Sunday, 28 January 2007
Conversi ad Dominum
Fr Ray Blake has a rather encouraging post about the celebration of the Novus Ordo Missae ad orientem (facing the East). Catholics often assume (wrongly) that the Novus Ordo (New rite) can only be celebrated versus populum (facing the people). To explain this, I can offer no better answer than to look at a short pamphlet on the subject by Michael Davies. There are extracts from his book The Catholic Sanctuary and Vatican II on the Latin Mass Society website. More recently, an excellent book was written by Fr Uwe Michael Lang, entitled Turning towards the Lord. In this book, Fr Lang explains that the celebration of the Novus Ordo ad orientem is not forbidden, and that the celebration of the Mass in this orientation was in fact the norm for the early Church. In some Catholic churches, the celebration of the Novus Ordo ad orientem (for instance, the Brompton Oratory) is not unknown, but still remains an unusual practice in most Roman rite churches.
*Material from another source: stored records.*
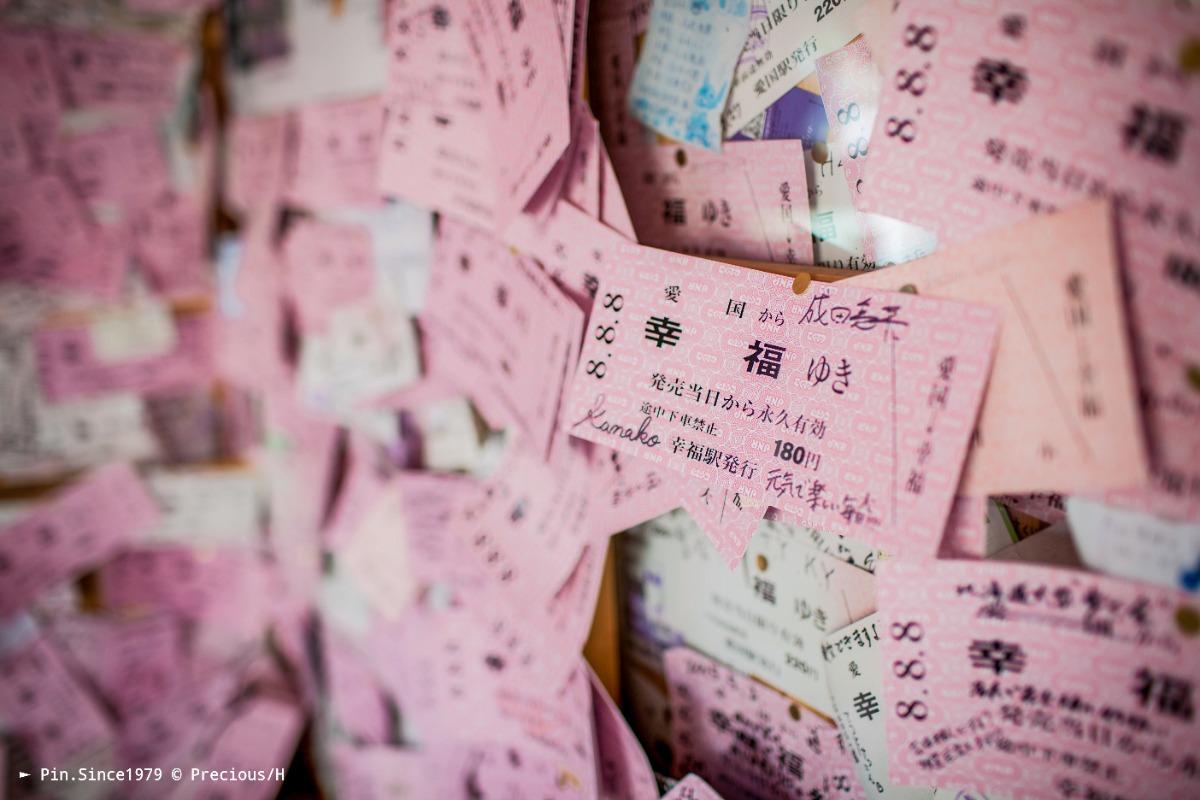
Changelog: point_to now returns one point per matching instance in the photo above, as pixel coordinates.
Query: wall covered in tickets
(613, 400)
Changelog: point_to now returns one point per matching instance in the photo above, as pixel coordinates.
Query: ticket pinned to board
(990, 114)
(849, 408)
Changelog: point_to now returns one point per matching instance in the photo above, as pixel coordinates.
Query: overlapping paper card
(1061, 410)
(1035, 680)
(991, 114)
(748, 739)
(847, 408)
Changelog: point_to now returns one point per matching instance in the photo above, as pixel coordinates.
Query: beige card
(1060, 411)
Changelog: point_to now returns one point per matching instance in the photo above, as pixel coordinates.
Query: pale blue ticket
(687, 64)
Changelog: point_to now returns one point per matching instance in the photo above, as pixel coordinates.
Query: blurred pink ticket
(69, 365)
(749, 740)
(991, 114)
(849, 408)
(77, 530)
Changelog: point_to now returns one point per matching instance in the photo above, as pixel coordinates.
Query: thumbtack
(1193, 374)
(1187, 620)
(1189, 55)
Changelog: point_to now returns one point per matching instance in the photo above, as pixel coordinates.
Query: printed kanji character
(865, 705)
(765, 359)
(1156, 132)
(1000, 80)
(663, 330)
(1165, 693)
(996, 655)
(675, 211)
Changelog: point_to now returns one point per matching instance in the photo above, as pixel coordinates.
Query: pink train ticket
(748, 202)
(51, 240)
(995, 112)
(1038, 681)
(965, 533)
(571, 246)
(337, 154)
(498, 328)
(435, 97)
(749, 740)
(67, 365)
(624, 770)
(118, 167)
(171, 244)
(30, 100)
(76, 530)
(257, 154)
(327, 265)
(849, 408)
(118, 68)
(521, 62)
(1061, 411)
(49, 709)
(691, 787)
(850, 88)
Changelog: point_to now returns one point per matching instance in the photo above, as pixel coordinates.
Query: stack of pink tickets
(529, 398)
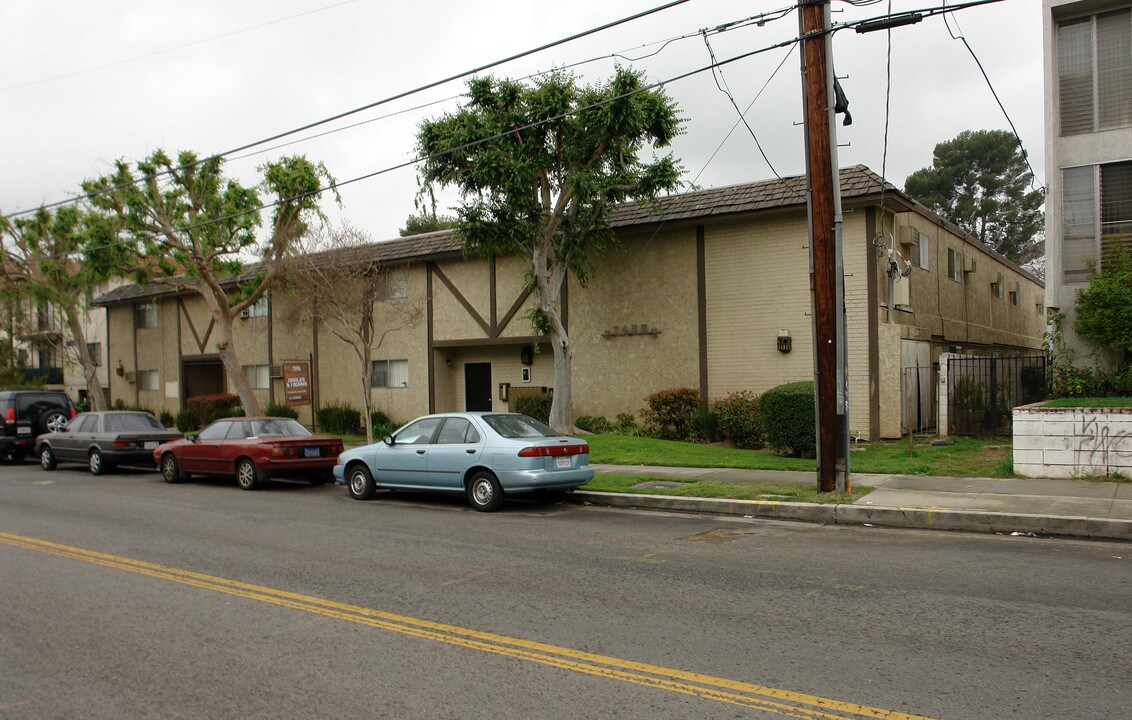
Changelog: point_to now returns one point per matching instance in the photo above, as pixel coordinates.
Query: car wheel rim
(482, 491)
(357, 483)
(246, 474)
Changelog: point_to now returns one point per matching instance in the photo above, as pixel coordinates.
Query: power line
(384, 101)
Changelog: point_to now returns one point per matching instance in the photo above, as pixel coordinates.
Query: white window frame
(259, 376)
(145, 316)
(389, 374)
(148, 380)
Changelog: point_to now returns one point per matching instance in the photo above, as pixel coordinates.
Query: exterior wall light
(785, 342)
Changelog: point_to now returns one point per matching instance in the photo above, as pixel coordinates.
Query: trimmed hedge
(537, 405)
(275, 410)
(740, 420)
(674, 414)
(203, 409)
(789, 418)
(339, 419)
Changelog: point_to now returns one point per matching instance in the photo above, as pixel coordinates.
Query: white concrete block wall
(1072, 442)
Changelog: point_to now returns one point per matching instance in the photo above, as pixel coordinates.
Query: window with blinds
(1096, 215)
(1095, 73)
(1115, 207)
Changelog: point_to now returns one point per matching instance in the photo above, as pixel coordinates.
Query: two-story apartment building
(1088, 84)
(697, 297)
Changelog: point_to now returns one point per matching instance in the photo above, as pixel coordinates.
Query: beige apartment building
(712, 293)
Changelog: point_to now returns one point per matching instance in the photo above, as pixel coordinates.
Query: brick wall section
(1072, 442)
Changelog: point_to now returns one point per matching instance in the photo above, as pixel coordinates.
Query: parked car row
(482, 455)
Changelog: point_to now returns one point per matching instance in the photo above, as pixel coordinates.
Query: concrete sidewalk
(1080, 508)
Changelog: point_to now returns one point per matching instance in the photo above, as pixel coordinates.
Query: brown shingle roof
(857, 182)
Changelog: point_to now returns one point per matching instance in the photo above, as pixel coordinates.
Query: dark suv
(28, 413)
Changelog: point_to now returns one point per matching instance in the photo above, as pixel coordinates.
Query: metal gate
(983, 390)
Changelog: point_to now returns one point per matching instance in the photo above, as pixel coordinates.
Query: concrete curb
(911, 517)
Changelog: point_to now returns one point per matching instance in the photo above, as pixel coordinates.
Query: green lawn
(967, 457)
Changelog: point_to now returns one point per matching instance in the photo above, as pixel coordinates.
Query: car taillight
(554, 451)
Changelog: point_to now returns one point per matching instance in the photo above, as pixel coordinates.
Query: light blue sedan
(483, 455)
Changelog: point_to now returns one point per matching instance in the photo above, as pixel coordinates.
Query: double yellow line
(745, 694)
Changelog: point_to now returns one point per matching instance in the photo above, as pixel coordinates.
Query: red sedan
(254, 450)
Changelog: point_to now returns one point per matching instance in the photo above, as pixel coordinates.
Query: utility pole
(825, 264)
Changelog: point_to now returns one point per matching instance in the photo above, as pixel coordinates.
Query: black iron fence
(982, 391)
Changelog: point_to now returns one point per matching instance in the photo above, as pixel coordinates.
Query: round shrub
(739, 419)
(789, 418)
(593, 423)
(672, 414)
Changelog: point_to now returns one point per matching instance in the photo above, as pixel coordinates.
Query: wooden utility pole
(826, 268)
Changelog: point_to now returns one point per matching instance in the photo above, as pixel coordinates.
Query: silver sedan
(483, 455)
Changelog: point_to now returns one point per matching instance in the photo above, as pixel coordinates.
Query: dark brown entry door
(203, 377)
(478, 386)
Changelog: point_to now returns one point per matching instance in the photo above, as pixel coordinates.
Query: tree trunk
(564, 362)
(94, 394)
(231, 361)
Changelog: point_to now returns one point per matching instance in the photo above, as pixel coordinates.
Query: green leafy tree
(52, 259)
(194, 230)
(1104, 309)
(426, 222)
(980, 181)
(358, 300)
(540, 169)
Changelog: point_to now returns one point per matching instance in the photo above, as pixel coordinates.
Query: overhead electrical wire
(958, 34)
(384, 101)
(509, 131)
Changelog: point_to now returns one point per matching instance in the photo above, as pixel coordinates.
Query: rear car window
(121, 423)
(519, 426)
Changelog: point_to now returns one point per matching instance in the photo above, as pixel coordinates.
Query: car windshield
(519, 426)
(122, 423)
(277, 427)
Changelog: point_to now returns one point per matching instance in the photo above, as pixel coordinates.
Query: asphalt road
(123, 597)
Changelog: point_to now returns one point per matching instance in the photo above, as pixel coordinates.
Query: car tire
(485, 493)
(247, 477)
(48, 457)
(171, 469)
(96, 462)
(360, 482)
(52, 421)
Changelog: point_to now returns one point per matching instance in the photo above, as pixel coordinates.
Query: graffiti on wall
(1099, 446)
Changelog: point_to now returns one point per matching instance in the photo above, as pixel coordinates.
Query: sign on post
(297, 383)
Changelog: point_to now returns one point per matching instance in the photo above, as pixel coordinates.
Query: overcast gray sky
(86, 82)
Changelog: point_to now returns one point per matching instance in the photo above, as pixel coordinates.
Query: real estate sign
(297, 383)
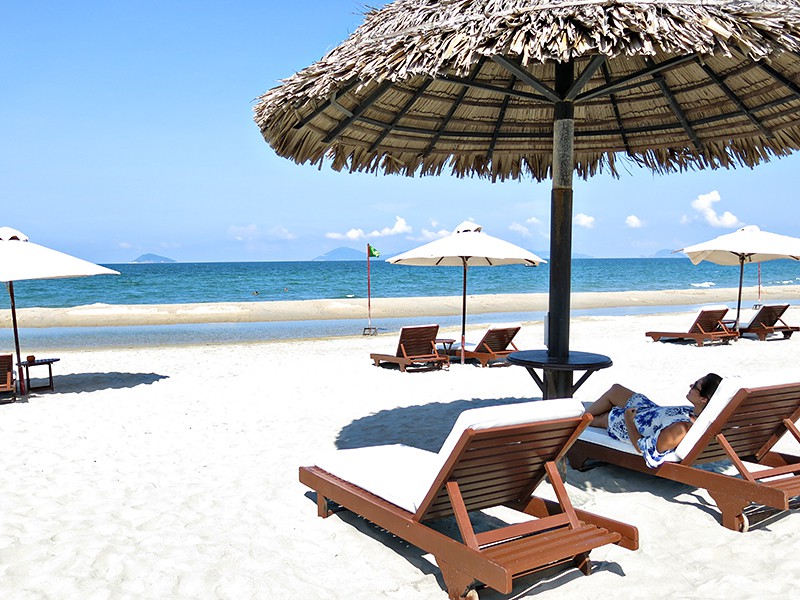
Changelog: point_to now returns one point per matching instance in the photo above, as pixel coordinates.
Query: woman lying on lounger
(654, 430)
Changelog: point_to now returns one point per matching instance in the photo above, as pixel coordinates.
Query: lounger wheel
(744, 523)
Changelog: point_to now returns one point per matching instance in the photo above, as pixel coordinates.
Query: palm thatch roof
(470, 86)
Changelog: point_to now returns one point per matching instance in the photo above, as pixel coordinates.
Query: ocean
(178, 283)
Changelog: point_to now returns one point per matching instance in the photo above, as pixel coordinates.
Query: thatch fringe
(448, 45)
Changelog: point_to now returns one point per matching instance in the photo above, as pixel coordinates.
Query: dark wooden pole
(561, 231)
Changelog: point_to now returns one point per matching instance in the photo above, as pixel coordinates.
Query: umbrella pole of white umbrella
(464, 312)
(741, 282)
(21, 379)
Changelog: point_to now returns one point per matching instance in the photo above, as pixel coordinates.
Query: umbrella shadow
(92, 382)
(421, 426)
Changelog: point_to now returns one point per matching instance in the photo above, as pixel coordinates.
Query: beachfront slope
(172, 473)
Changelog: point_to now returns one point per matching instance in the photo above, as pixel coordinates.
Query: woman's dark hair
(709, 385)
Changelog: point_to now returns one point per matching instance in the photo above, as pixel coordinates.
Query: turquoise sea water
(268, 281)
(177, 283)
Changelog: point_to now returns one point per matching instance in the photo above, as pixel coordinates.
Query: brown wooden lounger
(496, 343)
(7, 384)
(707, 327)
(744, 433)
(768, 320)
(495, 466)
(416, 349)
Yet signs that this practice is growing appeared last year, when Archbishop Malcolm Ranjith (the secretary for the Congregation for Divine Worship and the Sacraments) gave a very favourable address at the presentation of the Italian translation of the book. What is particularly encouraging however, is that a parish priest has taken the favourable decision to celebrate Mass ad orientem in his own church. Let us pray that more parish priests will be willing to do so.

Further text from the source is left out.